Looking at broader trade issues, from April 2019, under the revised FAL Convention, ships and ports must exchange data electronically, preferably using the so-called “single window” concept, which will help improve trade flows. It is another step towards harnessing the full potential of the “blue economy”.
This is just a small example of a much wider digital revolution that is already beginning to change the face of shipping. Artificial intelligence (AI), data-supported remote management and autonomous operation are all becoming realities. IMO must ensure that shipping’s regulatory framework enables the realisation of their full advantages, without compromising on safety or environmental performance and always taking into account the impact on the human element, including the world’s 1.5 million seafarers.
IMO’s World Maritime Day theme this year is “Empowering Women in the Maritime Community”. We aim to raise awareness of the importance of gender equality, in line with the United Nations’ SDG 5 and highlight the vital – and under-utilised – contribution of women within the maritime sector.
IMO is also continuing its own process of review and reform. This a key element of the IMO’s strategic plan for the 2018-2023 timeframe. The overall aim is to ensure that the IMO is truly fit for purpose. This is especially challenging today, when the world around us is changing so rapidly and the public expectations of organisations like IMO are, quite rightly, becoming ever more demanding.
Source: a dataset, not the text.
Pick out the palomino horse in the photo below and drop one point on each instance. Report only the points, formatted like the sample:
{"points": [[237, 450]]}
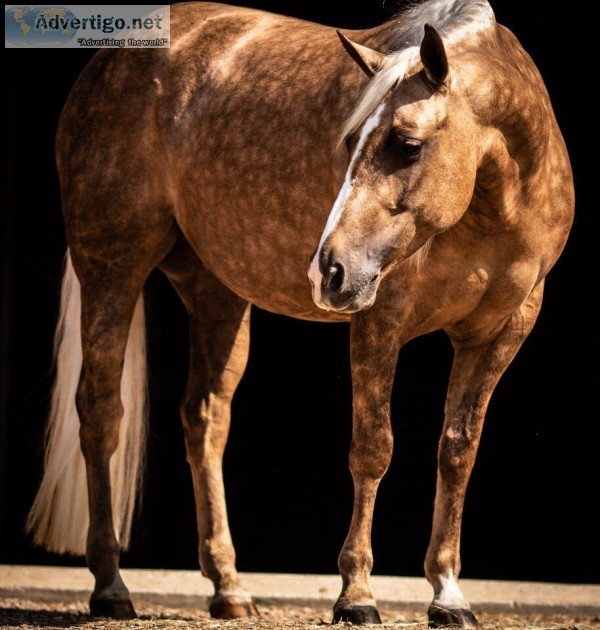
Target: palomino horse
{"points": [[218, 161]]}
Looking ahead to the next decade, as we work towards supporting the achievement of the United Nations 2030 Agenda for Sustainable Development and its SDGs, it is clear that the organisation and the shipping industry face a number of challenges, as outlined above, as well as opportunities.
I am hopeful that the Member States will respond appropriately and ensure IMO has the mandate, structure and resources it needs to be well positioned to serve the growing global population – a population that relies on a clean and safe shipping industry.